Create and manage a Kubernetes supported self-hosted integration runtime

This article covers the details for the new SHIR feature that is Kubernetes-based for Linux that improves the underlying infrastructure to provide several benefits:

Scalability: Ability to scale to hundreds of machines.
Performance: Improved performance in scanning workloads.
Security (containerized): Ability to have containerized security on a Kubernetes cluster, instead of hosting SHIR on a Windows machine directly

This article covers the details to install and manage a Kubernetes supported self-hosted integration runtime.

Supported data sources

For a list of all supported sources, see the supported data sources for each integration runtime table.

Architecture

At a high-level architectural view, when a Kubernetes based SHIR is installed, several pods get autocreated on the nodes of users' Kubernetes cluster. This installation can be triggered by a command line tool named IRCTL (more detail in following sections). IRCTL connects to the Microsoft Purview Service to register the SHIR and connect to the Kubernetes cluster to install the SHIR. 

During the installation, SHIR images are downloaded from MCR (Microsoft Container Registries) to the SHIR pods. After installation is done, the pods in users’ cluster will connect to the Microsoft Purview Service to pull scan jobs. As a scan job is pulled, it can connect users’ on-premises Data Source for Data Scanning.

Prerequisites

A Microsoft Purview account using enterprise data governance solutions.
Kubernetes cluster: You need to have an existing Linux-based Kubernetes cluster or to prepare one. The nodes can be identified by node selector, which follows the definition of Kubernetes node selector. Minimum configuration:
- Container type: Linux
- Kubernetes version: 1.24.9 or above
- Node OS: Linux based OS running on x86 architecture
- Node spec: minimal eight cores CPU, 32-GB memory, and at least 80 GB of available hard disk space
- Node count: >=1 (should be fixed, not enable cluster auto scaler)
- Pod number per Node: >= 20 (max Pod number – count of other Pods not belonging to Self-Hosted IR)
Note

The folder /var/irstorage/ of each Node is reserved for SHIR. It is readable and writable to SHIR. You can get logs being persisted from this folder or upload external drivers to this folder. It will be created by SHIR if it doesn't exist, and it will not be deleted after SHIR being deleted. The container images used by SHIR are managed by Kubernetes Garbage Collection, which won't be cleaned-up by SHIR. Configure the proper threshold for your Kubernetes cluster.
Kubernetes cluster network: The Kubernetes cluster you have should be able to connect to the endpoint listed in networking requirements.
Integration runtime command line tool: In order manage your Microsoft Purview Kubernetes SHIR locally, you need a command line tool named IRCTL. You can download this tool during the SHIR creation process. IRCTL is a command line tool to manage your Microsoft Purview SHIR. For more information, see the IRCTL documentation.
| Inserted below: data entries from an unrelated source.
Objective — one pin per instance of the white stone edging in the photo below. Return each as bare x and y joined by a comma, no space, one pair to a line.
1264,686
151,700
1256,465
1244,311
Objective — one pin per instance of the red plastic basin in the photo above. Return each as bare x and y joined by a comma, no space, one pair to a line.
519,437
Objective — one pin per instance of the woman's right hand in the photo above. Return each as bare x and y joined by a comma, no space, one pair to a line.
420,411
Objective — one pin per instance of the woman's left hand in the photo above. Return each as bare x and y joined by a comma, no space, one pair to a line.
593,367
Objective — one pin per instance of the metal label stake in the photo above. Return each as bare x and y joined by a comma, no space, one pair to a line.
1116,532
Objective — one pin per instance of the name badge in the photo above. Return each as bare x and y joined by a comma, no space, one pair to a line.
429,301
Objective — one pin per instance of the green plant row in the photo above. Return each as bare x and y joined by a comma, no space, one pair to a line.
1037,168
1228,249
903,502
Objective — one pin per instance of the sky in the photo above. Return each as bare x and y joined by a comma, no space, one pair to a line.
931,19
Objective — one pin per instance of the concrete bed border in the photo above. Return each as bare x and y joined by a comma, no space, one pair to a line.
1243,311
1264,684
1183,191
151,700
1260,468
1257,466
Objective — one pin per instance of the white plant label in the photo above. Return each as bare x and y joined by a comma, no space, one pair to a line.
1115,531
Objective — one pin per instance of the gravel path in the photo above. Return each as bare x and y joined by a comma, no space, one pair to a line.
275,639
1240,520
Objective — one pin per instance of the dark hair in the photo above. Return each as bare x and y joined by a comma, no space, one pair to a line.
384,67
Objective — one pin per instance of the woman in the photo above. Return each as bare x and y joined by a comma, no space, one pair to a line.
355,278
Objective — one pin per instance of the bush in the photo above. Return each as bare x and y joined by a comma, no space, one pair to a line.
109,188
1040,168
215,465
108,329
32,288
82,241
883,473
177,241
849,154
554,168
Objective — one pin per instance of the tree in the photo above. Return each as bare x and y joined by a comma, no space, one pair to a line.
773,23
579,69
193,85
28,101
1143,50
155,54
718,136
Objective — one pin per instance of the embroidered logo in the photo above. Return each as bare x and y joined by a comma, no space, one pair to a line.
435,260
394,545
Kubernetes context: Kubernetes context, which contains Kubernetes cluster information and user’s permissions and credential for this cluster, is needed to talk to your Kubernetes cluster. To ease the configuration for the user’s permissions for SHIR management, you can start with Kubernetes Admin role. This context is generated with the setup of your Kubernetes cluster and saved in a config file. Where and how you can get this file depends on your setting up the Kubernetes cluster.
- If you use kubeadm init to set up the Kubernetes cluster, you can find the config file under /etc/Kubernetes/admin.conf.
- If you use AKS, you can follow the guidance of AKS to use Az PowerShell module command to get credentials of this cluster to your local machine. The context can be merged to the config file under $HOME/.kube/config directly.
- If you're using other tools setting up a Kubernetes cluster, refer to the Kubernetes documentation.
- As you have the config file of the Kubernetes context, merge it to the config file, which is $HOME/.kube/config, on the machine you would like to run IRCTL command. Or you can set the config file of the Kubernetes context in an environment variable named KUBECONFIG as well. For more information about the Kubernetes context, see Configure Access to Multiple Clusters.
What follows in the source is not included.